Intent Engineering for Local AI Agents: A Practical Guide

Our companion article covers why intent engineering matters — the Klarna story, the progression from prompt engineering to context engineering to intent engineering, and why 60% of companies see little or no value from AI agents despite massive investment.

This article is the how-to. Practical patterns, code examples, and a starter template for encoding intent into local AI agents.

Why local agents need this more than cloud agents

Cloud API calls are stateless. You send a prompt, get a response, and the connection closes. If the agent makes a bad judgment call, the blast radius is one API response.

Local agents are different. They run for hours or days. They accumulate state. They make hundreds of decisions without human oversight. And because they’re running on your hardware — often managing your files, email, or code — a bad judgment call can have real consequences. Summer Yue’s OpenClaw email deletion incident happened because a local agent running for an extended session lost a safety instruction during context compaction.

The longer an agent runs, the more it needs encoded intent rather than session-level instructions. Instructions get summarized, compressed, or dropped as context fills up. Intent structures that live outside the context window — in config files, memory systems, or hard-coded decision boundaries — survive compaction.

1. Encoding goals your agent can act on

Most agent system prompts look like this:

You are a helpful AI assistant. Be thorough, accurate, and friendly.
Organize the user's files when asked. Be careful with deletions.

This is a vibe, not a goal. “Helpful” is unmeasurable. “Thorough” conflicts with “efficient” and the agent has no way to resolve the conflict. “Be careful with deletions” is the instruction that got dropped from Summer Yue’s context window.
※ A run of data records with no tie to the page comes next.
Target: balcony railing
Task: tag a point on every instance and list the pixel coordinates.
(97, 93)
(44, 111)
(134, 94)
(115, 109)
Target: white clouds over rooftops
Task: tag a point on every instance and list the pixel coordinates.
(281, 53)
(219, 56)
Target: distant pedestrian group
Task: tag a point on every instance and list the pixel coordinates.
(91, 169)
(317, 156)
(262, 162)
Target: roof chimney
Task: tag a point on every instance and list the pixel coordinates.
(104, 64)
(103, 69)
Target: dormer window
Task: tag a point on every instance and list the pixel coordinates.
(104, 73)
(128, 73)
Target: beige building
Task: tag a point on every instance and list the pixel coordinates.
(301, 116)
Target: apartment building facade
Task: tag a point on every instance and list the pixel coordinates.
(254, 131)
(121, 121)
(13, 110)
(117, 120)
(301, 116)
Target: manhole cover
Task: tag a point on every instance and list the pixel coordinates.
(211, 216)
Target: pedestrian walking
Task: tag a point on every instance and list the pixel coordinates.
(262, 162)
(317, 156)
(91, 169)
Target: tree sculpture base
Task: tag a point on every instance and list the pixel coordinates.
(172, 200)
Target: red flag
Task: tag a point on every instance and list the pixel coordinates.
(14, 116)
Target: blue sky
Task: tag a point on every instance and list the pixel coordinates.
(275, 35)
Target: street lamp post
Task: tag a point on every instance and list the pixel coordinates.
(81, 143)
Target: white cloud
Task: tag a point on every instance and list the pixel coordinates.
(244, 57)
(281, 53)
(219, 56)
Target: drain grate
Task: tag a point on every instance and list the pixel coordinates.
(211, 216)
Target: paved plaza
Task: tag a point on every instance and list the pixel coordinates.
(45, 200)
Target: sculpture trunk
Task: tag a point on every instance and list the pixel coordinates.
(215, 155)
Here’s the same agent with intent-engineered goals:

ROLE: File organization agent for ~/Documents

OBJECTIVE: Reduce retrieval time for frequently accessed files.

SIGNALS:
- Files accessed >3x in past 30 days = high priority
- Files unaccessed for >180 days = archive candidates
- Files >100MB with no access in 90 days = storage review candidates

ACTIONS:
- Move files matching naming patterns to categorized subdirectories
- Create date-based archive folders for old files
- Generate a changelog of every move (what, from, to, why)

CONSTRAINTS:
- NEVER delete files. Move to ~/Archive instead.
- NEVER rename files. Only move between directories.
- NEVER modify files in ~/Documents/Legal or ~/Documents/Tax
- If unsure about categorization, move to ~/Documents/_Review

The difference: the second version tells the agent what “organize” means in measurable terms, what actions are available, and where the hard boundaries are. A model can follow this without judgment calls about what “careful” or “thorough” means.

The evolution pattern

Most intent-engineered prompts go through three stages:

Stage 1 (vague): “Help me manage my email inbox.”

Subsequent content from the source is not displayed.